For those about to take their Driving Test, we salute thee! The practical test is most likely to cause the real heartache, yet many learners can fail through incorrect answers to those few friendly little questions the Tester asks at the end. The HMSO Highway Code book gets bulkier each year as more laws go on the statutes. This program from CRL with its Automobile Association seal of approval, is designed to help the learner motorist with the Highway Code theory.

It is presented in two forms, either as a 10 question game or a longer 25 question game. The object is to score 75% or better. Each question is presented on a three or four answer choice of which only one answer is correct, or on a true/false basis. Your answer is given by pressing the appropriate letter key and ENTER. A red arrow points to the correct answer and your score is updated.

At the top left corner a small panel shows a page reference to the HMSO book so you can look the relevant information up in revision. On completing a game you are given your total score and are told to re-read your Highway Code if it is below 75%. It's a small niggle, but with 10 questions it is of course impossible to get 75% as 10% is awarded per question.

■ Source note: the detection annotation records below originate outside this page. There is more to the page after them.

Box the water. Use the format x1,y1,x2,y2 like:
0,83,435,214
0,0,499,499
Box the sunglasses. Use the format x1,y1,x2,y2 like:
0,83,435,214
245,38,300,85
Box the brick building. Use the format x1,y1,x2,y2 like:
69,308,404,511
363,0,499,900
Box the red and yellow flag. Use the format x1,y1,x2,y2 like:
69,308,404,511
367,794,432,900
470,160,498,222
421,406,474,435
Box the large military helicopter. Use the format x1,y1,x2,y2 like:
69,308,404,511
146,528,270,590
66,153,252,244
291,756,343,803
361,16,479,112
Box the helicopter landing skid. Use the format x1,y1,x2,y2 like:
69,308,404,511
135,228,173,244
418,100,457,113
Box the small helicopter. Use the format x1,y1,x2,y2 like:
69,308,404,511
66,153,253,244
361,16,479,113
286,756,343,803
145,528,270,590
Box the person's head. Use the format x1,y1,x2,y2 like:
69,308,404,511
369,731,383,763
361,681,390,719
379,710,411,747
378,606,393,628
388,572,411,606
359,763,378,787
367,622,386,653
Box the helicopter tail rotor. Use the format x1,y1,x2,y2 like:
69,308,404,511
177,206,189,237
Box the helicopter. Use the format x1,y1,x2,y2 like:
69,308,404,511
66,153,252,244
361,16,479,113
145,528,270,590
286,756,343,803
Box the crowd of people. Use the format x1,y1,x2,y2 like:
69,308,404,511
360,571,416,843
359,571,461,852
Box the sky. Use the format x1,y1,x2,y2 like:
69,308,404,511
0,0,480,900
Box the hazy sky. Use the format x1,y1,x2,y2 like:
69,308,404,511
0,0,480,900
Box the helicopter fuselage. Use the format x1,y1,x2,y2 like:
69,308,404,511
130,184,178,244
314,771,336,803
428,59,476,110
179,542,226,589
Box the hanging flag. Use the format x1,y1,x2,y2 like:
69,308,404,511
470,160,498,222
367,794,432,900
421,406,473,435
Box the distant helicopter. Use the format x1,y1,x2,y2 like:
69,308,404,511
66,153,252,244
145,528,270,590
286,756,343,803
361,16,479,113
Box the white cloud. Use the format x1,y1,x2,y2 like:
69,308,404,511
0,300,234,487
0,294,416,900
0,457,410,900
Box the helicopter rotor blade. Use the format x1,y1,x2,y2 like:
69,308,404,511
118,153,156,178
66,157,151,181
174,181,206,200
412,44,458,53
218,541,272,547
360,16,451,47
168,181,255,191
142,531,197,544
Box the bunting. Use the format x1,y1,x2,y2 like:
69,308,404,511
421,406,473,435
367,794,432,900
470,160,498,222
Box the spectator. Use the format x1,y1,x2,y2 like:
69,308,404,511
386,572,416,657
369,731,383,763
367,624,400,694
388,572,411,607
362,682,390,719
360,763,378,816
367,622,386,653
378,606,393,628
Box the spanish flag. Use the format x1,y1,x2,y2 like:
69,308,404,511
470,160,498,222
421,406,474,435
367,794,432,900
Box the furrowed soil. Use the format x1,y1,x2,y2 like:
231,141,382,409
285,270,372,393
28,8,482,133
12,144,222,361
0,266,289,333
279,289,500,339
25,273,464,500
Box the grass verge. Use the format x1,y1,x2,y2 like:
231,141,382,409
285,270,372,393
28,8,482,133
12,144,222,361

Rather more serious niggles begin to emerge when using the program. The value of something like this resides in the variety and number of possible questions asked. CRL's inlay states that the questions asked are selected randomly from 'a huge pool' of questions stored in the computer. On four tries at the 10 question game and three tries at the 25 question game, I was asked no less than six questions each five times. This doesn't suggest all that big a 'pool' to me. The program is written entirely in BASIC (with the exception of a small machine code routine which creates the siren sound effect at the start of a game). Many PLOT and CIRCLE routines are used for the graphics (with one UDG for a car shape), PRINT statements are used for the large block lettering, and page after page of PRINT statements for all the questions and answers. English text in PRINT statement form is notoriously wasteful of memory, so it's little wonder that the program takes ages to load and contains not that many questions. Is it really very wise of CRL to make absurd claims for this program when anyone with their finger on BREAK or STOP can find out in a few seconds how large the ' pool ' really is?

I'm a bit surprised that the AA should have so unreservedly put their stamp of approval on Highway Code, since a much better and larger version could have been done with some machine code and compression. But perhaps it is because this is the first attempt at such a program that they were swayed. In itself the idea isn't bad, and Highway Code could well prove useful as a revision guide for the most asked questions, and certainly this is more fun than doing it all from a book or getting a friend to ask the questions.